Aという女性がいた。イベントではよく隣になり、自然と会話も交わす関係だった。書く内容は正反対で、俺はラブコメ寄り、彼女はかなり尖った特殊性癖もの。それでも同じカプ者というだけで、妙な連帯感はあったと思う。

あるイベントで、Aはサークル参加をしていなかった。代わりに、後日「差し入れです」と個包装のクッキー詰め合わせが届いた。市販品で、見た目はごく普通だった。

イベントから二日後、そのクッキーを食べた直後、俺は倒れた。呼吸ができず、意識が薄れ、相方が救急車を呼んだ。

原因はアレルギーだった。

後から分かったことだが、Aは俺の書いていた日記から、俺が蕎麦アレルギーであることを特定していた。市販品に、注射器で蕎麦由来の成分を混入させたらしい。

後日、A本人から連絡が来た。

「あんたの書くカプがおかしいのに、私より受け入れられてるのが気に食わなかった」

淡々と、そう言われた。

さらにAは自分の日記にこう書いた。

「差し入れが嫌いなものだったみたい。悪いことした。嫌いなら言ってくれればよかったのに」

その文章を根拠に、Aの信者と呼ばれる人間たちからも攻撃された。救急搬送された事実より、「Aを悪者にするな」という感情が優先されていた。

相方が冷静だった。俺が倒れた状況、成分表示を確認していたこと、差し入れの袋を確保していたこと。そのおかげで、後の手続きはスムーズだった。

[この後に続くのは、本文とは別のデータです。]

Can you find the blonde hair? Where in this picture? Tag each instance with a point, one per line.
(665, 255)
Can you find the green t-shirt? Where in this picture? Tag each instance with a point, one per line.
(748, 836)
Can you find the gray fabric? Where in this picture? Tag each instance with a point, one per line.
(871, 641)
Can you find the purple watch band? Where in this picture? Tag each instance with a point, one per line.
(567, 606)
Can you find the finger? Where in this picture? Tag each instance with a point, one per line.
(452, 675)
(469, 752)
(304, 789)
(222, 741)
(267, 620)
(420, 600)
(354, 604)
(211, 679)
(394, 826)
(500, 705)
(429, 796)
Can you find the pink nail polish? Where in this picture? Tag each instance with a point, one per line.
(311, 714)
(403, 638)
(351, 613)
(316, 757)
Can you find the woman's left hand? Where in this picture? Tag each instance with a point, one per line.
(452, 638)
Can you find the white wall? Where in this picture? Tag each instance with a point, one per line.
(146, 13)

結果、Aと、暴行に及んだ信者二人をまとめて訴えた。三人とも職を失ったと聞いた。Aは他人の命を預かる仕事をしていた人間だった。

それでも後味は最悪だった。

小さなコミュニティだった分、噂はすぐ広まった。表では同情され、裏では「自分から食べたくせに」「訴えて失職させるのはやりすぎ」と囁かれていた。

相方と話し合い、そのジャンルは完全にやめた。サイトを畳み、名前を変え、別ジャンルで、別の地方イベントにだけ出るようになった。

今でも差し入れは受け取る。

ただし、二度と口にはしない。

何が入っているかではない。

誰が渡してきたかが、もう信用できない。